À coup sûr ce ne sont pas toutes ces crapules d’aristos et de calotins qui ont préféré aller s’adresser à ces jean-foutre de la pro^ pince pour exécuter leurs commandes,
À ces ruraux, qui ne comprennent qu’une chose…
Vivre comme des brutes toute leur vie, au milieu de jean-foutres que le mouvement révolutionnaire va foutre en bas…

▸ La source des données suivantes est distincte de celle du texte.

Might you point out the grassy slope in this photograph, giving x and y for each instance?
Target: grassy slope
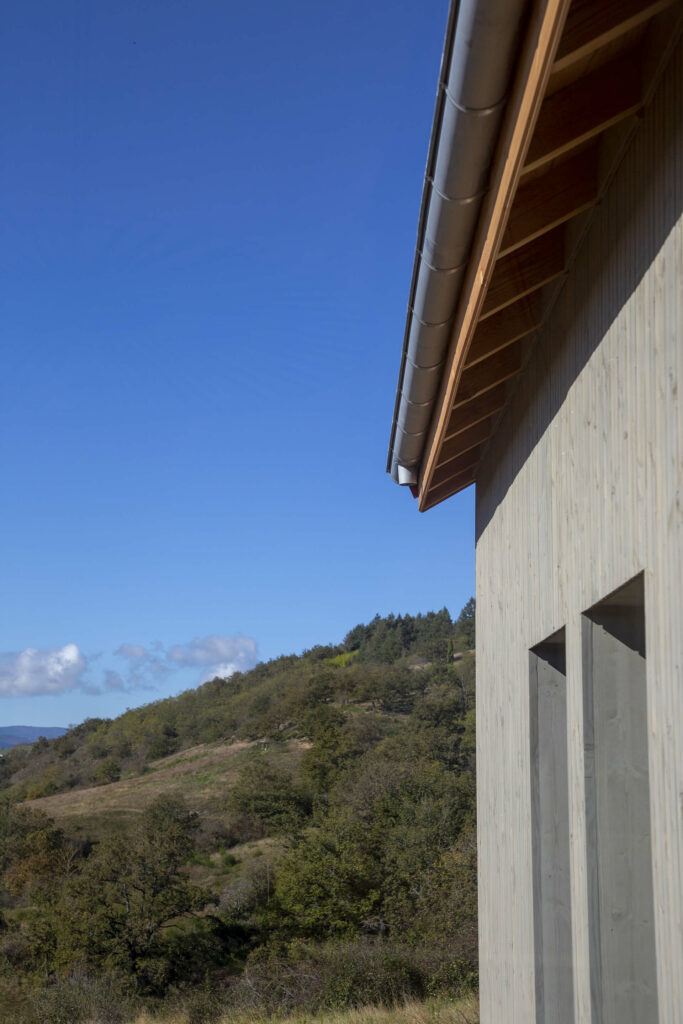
(204, 775)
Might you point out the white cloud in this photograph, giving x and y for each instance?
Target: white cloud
(56, 670)
(216, 655)
(33, 672)
(233, 653)
(134, 651)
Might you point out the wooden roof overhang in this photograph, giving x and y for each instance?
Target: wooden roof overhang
(585, 72)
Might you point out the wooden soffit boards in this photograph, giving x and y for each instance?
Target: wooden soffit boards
(585, 71)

Et qui ne savent qu’engueuler les Parisiens toutes les fois qu’ils demandent des choses raisonnables…
Telles que, par exemple :
L’abolition du mariage, qui est une atteinte à la liberté individuelle, et une institution immorale au dernier degré;
Le renversement du militarisme, qui est une entrave à la fraternité des peuples ;
Le bouleversement des choses convenues, enfin, que les niais sentimentaux respectent, et qui n’ont été imaginées que par des jean-foutre qui n’entendaient rien du tout à la vie.
Eh bien !
Nom de Dieu !
Puisque tous nos savoyards de bourgeois ont lâchement foutu fe camp pour se jeter dans les bras de ces crapules de ruraux, qui ne sont bons que pour foutre leur sale éteignoir sur le flambeau de la Liberté chaque fois que nous l’allumons…

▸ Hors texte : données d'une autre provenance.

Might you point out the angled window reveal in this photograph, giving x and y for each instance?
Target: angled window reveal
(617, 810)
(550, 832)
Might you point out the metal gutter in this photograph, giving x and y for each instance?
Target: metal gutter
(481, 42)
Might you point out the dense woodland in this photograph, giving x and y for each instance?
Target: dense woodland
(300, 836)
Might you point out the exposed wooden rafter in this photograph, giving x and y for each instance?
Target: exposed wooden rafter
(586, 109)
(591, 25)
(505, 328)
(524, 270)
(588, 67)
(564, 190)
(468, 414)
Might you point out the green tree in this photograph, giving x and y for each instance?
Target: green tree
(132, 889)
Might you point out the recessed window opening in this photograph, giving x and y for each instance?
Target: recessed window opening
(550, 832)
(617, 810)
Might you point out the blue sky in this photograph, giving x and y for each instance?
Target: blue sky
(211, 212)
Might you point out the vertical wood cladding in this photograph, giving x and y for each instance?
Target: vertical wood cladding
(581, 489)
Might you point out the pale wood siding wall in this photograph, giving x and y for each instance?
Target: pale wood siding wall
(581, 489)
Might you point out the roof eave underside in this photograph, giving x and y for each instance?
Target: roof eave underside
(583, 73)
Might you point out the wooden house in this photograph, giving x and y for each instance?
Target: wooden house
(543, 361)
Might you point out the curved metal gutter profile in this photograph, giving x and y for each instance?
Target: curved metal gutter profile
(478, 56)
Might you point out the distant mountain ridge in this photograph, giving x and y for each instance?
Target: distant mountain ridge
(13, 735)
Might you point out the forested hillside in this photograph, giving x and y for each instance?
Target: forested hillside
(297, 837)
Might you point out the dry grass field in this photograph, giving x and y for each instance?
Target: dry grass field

Pourquoi ne nous arrangerions-nous pas entre nous…
Comme de bons bougres que nous sommes?…
Foutre de foutre!…
Et voilà ce que je dis :
Les ateliers ouverts, que faut-il?
Des commandes !
Eh bien ! nom de Dieu,
Encore une fois…
C’est bien simple…
Il faut décréter le droit au travail.
Le droit au travail,
Rien de plus, rien de moins,
Voilà ce que je veux.
Parce que c’est cela seulement qui peut nous sauver.

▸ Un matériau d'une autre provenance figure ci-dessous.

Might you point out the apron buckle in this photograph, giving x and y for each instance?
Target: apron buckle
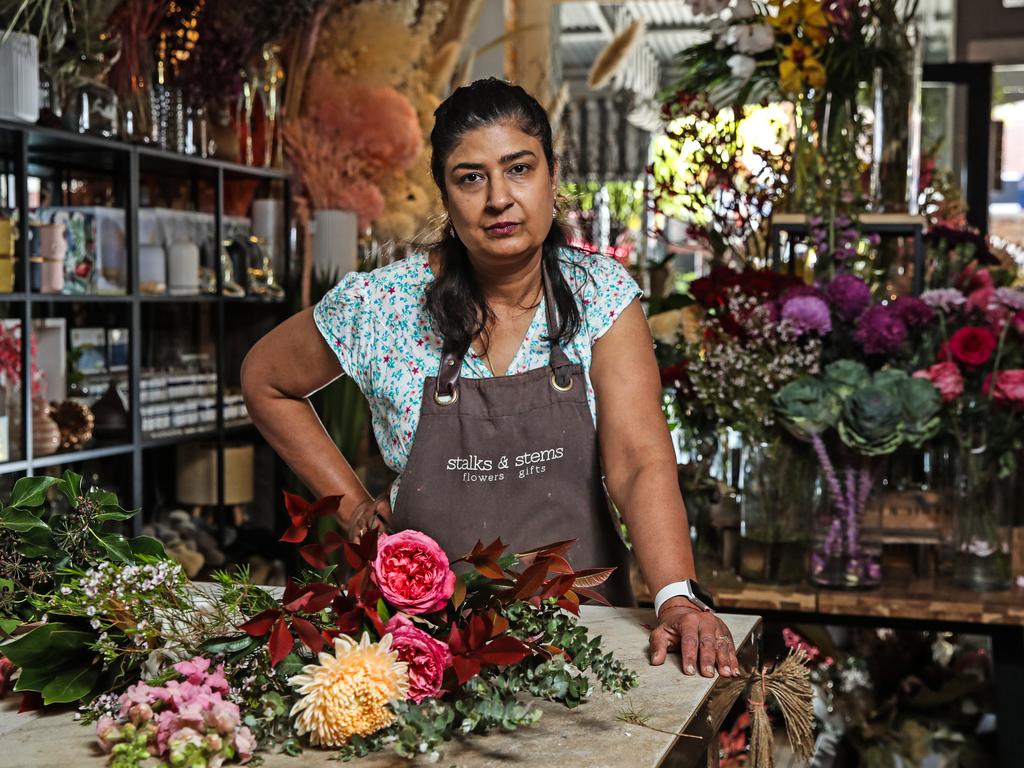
(560, 387)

Parce que le fils Duchêne désire le bonheur du peuple, et qu’il est convaincu qu’il n’y a pas un citoyen à Paris qui refuserait son concours à un pareil principe.
Le droit au travail !
Voilà une crâne idée !
Foutre!…
Prenons, comme exemple, l’honorable corporation des citoyens ferblantiers !…
Qu’est-ce qu’il y a à faire?…
Forcer tous les patriotes restant à Paris à se commander, dans les vingt-quatre heures, une batterie de cuisine au complet pour ceux qui n’en ont pas — et une nouvelle pour ceux qui en ont déjà une!
C’est pas plus difficile que ça…
Je ne parlerai pas d’une baignoire, c’est du luxe!…
Et voilà une corporation qui marche.
Et des autres ainsi de suite!…
Et Paris en huit jours redevient ce qu’il était…
C’est-à-dire…
Le foyer de l’industrie,
Le miroir de l’intelligence,
La première capitale de l’Europe!
Allons, nom de Dieu!
C’est entendu,
Si l’on veut nous sortir de la mélasse,
Il faut que l’on décrète le droit au travail.
Il le faut, il le faut,
Ou bien, citoyens membres,
Je vous en fous mon billet,
Dans son prochain numéro,
Le fils Duchêne serait capable de se foutre en colère contre vous.
Et il en serait désolé,
Nom de Dieu!

Et c’est tout. Le droit au travail ne réapparaît dans la presse (désormais réactionnaire) qu’en juin 1871, que comme un « sous-épouvantail » de cet épouvantail qu’est l’Internationale…

Livres cités

Tristan (Flora)Union ouvrière, Plein chant (2019).

Varlin (Eugène)Eugène Varlin, ouvrier relieur 1839-1871, Écrits rassemblés et présentés par Michèle Audin, Libertalia (2019).